Dalam situasi ini, penduduk lokal harus kembali menggunakan sistem barter untuk bertransaksi, termasuk membayar sekolah anak.
Menurut laporan AFP yang diterbitkan oleh Times of India pada Rabu (21/5/2025), pemerintah Kongo berhenti memberikan dana ke bank-bank di wilayah tersebut setelah kelompok pemberontak M23 menguasai kota itu. Bisnis perbankan mulai lumpuh total karena tidak ada ATM lagi.
Akibatnya, penduduk setempat sekarang harus mengganti uang tunai dengan barang kebutuhan pokok, termasuk biaya sekolah anak-anak, dengan makanan hingga minyak goreng.
“Prioritas saat ini adalah memiliki sesuatu untuk dimakan. Kami hanya bertahan hidup, situasi ini tidak dapat dipertahankan,” kata seorang guru di sekolah Majengo, Richard Mbueki, sembari menunjukkan jeriken minyak goreng yang digunakan salah satu orang tua murid sebagai biaya sekolah.
“Orang tua datang dengan membawa barang, lalu pihak sekolah menilai nilainya sesuai harga pasar. Kemudian nilainya dicatat dalam pembukuan sebelum tanda terima diterbitkan,” jelas salah seorang staff administrasi di sekolah itu, Augustin Vangisivavi.
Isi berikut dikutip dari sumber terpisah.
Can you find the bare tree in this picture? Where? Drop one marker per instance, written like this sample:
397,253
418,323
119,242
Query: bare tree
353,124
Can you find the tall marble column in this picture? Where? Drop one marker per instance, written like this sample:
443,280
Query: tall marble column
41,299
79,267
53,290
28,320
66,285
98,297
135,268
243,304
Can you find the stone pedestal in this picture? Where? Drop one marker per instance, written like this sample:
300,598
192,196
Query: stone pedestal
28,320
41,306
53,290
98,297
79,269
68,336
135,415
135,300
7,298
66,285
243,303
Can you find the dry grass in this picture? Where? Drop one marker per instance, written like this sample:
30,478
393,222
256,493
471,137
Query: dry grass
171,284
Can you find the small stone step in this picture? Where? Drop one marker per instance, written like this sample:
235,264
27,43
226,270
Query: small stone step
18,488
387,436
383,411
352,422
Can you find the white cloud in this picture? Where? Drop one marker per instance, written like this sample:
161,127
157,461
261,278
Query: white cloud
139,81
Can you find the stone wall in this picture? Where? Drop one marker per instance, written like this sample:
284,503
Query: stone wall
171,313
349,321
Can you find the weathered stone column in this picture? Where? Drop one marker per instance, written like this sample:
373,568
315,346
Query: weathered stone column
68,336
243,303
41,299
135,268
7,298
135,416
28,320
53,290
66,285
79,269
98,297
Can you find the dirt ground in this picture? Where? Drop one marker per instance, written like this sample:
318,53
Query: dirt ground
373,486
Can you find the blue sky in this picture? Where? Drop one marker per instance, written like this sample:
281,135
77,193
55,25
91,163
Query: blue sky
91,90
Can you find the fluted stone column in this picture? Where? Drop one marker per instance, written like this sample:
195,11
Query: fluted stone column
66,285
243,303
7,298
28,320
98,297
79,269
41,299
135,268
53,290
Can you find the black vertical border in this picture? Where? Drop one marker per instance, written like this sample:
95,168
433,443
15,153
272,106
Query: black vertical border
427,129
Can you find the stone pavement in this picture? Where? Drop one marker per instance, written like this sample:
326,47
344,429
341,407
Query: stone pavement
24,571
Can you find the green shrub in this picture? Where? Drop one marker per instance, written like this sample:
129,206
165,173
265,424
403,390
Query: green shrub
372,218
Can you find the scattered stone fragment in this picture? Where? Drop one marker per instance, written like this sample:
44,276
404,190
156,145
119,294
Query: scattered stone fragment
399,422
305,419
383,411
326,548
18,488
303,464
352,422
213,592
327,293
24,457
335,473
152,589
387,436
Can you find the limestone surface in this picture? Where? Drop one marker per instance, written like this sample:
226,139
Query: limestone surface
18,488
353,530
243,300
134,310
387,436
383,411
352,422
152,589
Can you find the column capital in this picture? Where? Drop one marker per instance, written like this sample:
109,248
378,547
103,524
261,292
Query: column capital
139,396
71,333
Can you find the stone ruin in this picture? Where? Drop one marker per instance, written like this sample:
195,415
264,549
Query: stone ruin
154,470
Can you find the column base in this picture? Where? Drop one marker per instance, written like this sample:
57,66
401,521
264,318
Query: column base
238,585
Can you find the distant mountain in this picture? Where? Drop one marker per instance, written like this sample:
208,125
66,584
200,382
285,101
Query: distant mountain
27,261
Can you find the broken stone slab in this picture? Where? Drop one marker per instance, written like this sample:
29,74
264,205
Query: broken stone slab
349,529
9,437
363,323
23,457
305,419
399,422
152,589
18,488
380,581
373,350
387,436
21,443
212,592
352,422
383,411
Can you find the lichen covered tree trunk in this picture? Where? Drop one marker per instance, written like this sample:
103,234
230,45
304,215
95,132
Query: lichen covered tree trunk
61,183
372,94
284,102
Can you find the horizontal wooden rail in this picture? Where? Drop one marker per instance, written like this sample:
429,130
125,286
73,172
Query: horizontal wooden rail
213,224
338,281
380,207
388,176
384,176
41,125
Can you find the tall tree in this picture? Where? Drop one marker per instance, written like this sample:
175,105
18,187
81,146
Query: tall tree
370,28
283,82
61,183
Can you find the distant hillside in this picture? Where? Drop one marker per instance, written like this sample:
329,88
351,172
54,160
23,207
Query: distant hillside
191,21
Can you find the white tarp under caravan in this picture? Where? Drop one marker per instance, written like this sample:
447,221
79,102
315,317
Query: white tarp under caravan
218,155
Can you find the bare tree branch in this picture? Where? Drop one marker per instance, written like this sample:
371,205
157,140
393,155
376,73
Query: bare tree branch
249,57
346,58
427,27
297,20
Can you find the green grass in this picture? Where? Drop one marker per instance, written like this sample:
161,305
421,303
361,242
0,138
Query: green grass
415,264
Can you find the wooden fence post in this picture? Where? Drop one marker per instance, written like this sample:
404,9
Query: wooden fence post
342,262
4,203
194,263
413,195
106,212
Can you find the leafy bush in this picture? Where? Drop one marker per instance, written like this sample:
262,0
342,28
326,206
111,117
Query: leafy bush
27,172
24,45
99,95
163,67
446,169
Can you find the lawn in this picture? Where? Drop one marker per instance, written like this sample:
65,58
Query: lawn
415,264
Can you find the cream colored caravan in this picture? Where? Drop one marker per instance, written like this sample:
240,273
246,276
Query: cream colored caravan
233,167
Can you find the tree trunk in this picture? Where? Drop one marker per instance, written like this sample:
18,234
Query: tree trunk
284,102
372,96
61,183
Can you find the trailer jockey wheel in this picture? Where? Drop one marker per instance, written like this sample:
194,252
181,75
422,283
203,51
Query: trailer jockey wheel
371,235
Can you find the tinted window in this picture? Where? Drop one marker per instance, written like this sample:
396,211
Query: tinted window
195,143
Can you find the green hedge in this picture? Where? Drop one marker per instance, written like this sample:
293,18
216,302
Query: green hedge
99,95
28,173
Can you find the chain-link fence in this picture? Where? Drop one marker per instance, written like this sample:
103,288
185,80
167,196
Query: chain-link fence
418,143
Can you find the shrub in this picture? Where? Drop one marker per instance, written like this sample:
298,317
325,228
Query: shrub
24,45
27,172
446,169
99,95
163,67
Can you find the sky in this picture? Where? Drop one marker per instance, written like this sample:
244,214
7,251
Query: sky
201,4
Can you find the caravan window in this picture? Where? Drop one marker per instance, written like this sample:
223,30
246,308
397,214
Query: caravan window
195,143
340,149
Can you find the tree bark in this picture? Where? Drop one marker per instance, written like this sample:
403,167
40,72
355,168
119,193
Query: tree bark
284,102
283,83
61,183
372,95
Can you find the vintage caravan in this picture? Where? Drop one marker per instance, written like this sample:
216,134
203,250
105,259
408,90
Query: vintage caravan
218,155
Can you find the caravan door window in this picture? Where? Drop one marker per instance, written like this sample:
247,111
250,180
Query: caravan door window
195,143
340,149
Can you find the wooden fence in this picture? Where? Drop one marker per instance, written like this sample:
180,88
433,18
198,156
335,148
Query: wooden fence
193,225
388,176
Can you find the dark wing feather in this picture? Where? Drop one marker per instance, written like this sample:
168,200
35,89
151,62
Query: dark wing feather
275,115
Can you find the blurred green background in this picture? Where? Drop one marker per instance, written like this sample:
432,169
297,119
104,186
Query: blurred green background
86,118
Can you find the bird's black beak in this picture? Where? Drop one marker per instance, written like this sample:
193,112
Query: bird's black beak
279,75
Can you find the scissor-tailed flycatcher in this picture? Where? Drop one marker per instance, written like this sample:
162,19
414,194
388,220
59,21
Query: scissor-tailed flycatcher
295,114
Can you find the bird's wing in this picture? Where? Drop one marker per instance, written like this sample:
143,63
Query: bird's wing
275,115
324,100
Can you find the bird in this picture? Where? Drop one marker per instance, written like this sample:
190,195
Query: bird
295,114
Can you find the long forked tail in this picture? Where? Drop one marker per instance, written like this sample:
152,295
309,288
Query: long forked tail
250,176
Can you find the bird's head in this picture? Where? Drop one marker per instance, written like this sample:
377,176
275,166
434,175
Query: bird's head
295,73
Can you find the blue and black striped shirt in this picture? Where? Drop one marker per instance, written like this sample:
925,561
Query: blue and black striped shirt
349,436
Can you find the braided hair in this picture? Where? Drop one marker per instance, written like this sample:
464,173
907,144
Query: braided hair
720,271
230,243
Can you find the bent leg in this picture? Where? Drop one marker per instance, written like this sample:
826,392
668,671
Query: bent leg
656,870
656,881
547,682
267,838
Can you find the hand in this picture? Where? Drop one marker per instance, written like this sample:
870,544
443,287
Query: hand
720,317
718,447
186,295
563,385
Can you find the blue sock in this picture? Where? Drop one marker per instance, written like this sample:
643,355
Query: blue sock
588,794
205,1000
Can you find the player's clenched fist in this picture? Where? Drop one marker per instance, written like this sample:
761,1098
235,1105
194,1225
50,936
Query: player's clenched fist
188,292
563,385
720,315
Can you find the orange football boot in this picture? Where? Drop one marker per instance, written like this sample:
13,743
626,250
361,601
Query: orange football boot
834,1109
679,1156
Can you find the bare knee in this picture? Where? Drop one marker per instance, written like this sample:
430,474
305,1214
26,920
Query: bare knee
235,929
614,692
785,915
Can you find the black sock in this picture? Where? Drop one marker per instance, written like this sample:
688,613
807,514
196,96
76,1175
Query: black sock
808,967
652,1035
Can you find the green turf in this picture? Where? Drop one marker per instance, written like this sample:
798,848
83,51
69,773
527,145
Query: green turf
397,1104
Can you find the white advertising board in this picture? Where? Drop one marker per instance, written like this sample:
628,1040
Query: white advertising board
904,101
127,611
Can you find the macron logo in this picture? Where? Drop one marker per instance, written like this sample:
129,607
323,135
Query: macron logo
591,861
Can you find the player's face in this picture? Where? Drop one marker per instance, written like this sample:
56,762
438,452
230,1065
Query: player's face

Untuk saat ini, masyarakat disarankan untuk menggunakan uang digital oleh pemerintah setempat dan pemerintah baru di Goma. Namun, infrastruktur dan adopsi teknologi tersebut masih jauh dari siap.
Uang tunai langka sangat memengaruhi aktivitas dan transaksi sehari-hari di Goma, yang berbeda dengan negara-negara Afrika Timur lainnya.
Bahkan beberapa warga yang masih menerima gaji, terutama mereka yang bekerja untuk organisasi internasional atau pemerintah, terpaksa menyeberang ke Rwanda untuk menarik uang tunai, tetapi kondisi ini menyebabkan biaya tambahan.